Albert Ayler, The International Times, Number 10, March 13-26, 1967
Thursday, July 3, 2008
And so it was then, the man and the message that rewired America and thus the world. The joy and the ferocious wonder of it all that surrounds. I could hear this now. Ah, Bird was an ecstatic! This really being the key revelation that opened up the musics many worlds. And quickly I began to understand that his improvisation was a much a response to the architecture of a given composition as it was, and perhaps more especially, the total environment. The man and his times, our times, times changing, those changes, too. And with this "serious fun," this humor that laughs to keep from lies, hews cries and sighs, always the buoyant and propulsive swing. And of course among the many musical personae projected from the bell of his horn came the masks retained of African ancestors. Indeed, the complex poly-rhythms which served as vehicles of his imaginative export were inherited directly through Africans in the New World. So Bird's joy was also one of memory and as it must be with us, "a memory that will not sleep." Once I began to hear this, just as suddenly, it was everywhere. Thousands of other musics, not all jazz, became enlivened with these insights. What it is, what it ain't, what it ought to be. Looking forward looking back, Now Is The Time.
Tuesday, July 1, 2008
For many years I listened to Bird without, I believe, really hearing him. Like a lot of us I began with the recordings on Dial. The Eastwood film had recently been released and there were a slew of reissues. Warner had put out a modest double record set including the full session that produced Yardbird Suite. Included was a booklet that reproduced a number of paintings for Bird. Among these were works by Romare Bearden, Larry Rivers and Raymond Saunders. I was intrigued and deeply moved by the inspiration the music had offered these artists.
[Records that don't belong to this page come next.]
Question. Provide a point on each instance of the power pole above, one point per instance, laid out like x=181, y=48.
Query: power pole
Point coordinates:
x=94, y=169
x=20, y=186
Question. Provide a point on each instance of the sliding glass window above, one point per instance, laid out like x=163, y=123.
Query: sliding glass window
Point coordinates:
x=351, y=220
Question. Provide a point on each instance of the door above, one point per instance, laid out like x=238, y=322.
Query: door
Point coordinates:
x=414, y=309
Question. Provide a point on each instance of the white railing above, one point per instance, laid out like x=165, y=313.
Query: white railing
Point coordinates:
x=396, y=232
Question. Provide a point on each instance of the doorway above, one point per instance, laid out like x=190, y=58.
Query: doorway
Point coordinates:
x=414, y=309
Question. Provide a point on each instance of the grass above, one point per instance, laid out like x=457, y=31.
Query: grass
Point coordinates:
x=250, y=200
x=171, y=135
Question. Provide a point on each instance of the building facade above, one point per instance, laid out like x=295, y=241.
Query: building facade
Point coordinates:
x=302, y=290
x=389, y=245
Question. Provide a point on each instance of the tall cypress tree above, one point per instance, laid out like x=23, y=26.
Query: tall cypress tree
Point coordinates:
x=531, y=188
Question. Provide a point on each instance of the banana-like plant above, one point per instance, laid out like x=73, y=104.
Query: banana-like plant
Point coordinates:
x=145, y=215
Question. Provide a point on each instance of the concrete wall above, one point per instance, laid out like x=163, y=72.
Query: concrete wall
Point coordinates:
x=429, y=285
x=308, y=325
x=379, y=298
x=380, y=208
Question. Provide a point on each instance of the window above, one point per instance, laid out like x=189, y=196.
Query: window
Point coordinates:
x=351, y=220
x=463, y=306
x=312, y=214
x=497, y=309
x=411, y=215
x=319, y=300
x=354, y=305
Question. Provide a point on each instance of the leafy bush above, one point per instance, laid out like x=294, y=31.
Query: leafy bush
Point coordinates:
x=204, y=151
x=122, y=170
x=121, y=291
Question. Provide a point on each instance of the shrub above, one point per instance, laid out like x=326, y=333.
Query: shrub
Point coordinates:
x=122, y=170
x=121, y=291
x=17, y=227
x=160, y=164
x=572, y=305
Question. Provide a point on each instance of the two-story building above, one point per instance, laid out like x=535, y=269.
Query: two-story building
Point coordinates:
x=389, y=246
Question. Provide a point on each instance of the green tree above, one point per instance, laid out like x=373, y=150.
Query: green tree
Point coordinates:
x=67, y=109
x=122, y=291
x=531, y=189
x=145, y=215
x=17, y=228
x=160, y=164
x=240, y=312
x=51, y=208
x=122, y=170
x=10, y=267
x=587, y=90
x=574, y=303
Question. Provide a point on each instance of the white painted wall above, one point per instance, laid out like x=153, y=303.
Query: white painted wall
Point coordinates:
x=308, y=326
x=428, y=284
Still, it wasn't until a few years later that I had the glorious encounter that was, for me, hearing Bird for the first time. I remember it well. I had been living in Seattle for a only a few months when I happened upon a record store that stocked a wall of jazz vinyl. There under his leader card was the Savoy long player, Charlie Parker Memorial record. You know the one, with the introduction from Al Collins? I would gaze at the record each time I came in. There he was, The Bird, in Glen plaid and a bow tie, blowing above a teal blue background. In flight. Finally after a few more months of saving, I had enough to buy this scarce collectors item. Nothing could have prepared me for what I heard that day. A strange mercurial light seemed to emanate from his horn, illuminating the world around me in strange and beguiling ways. Koko!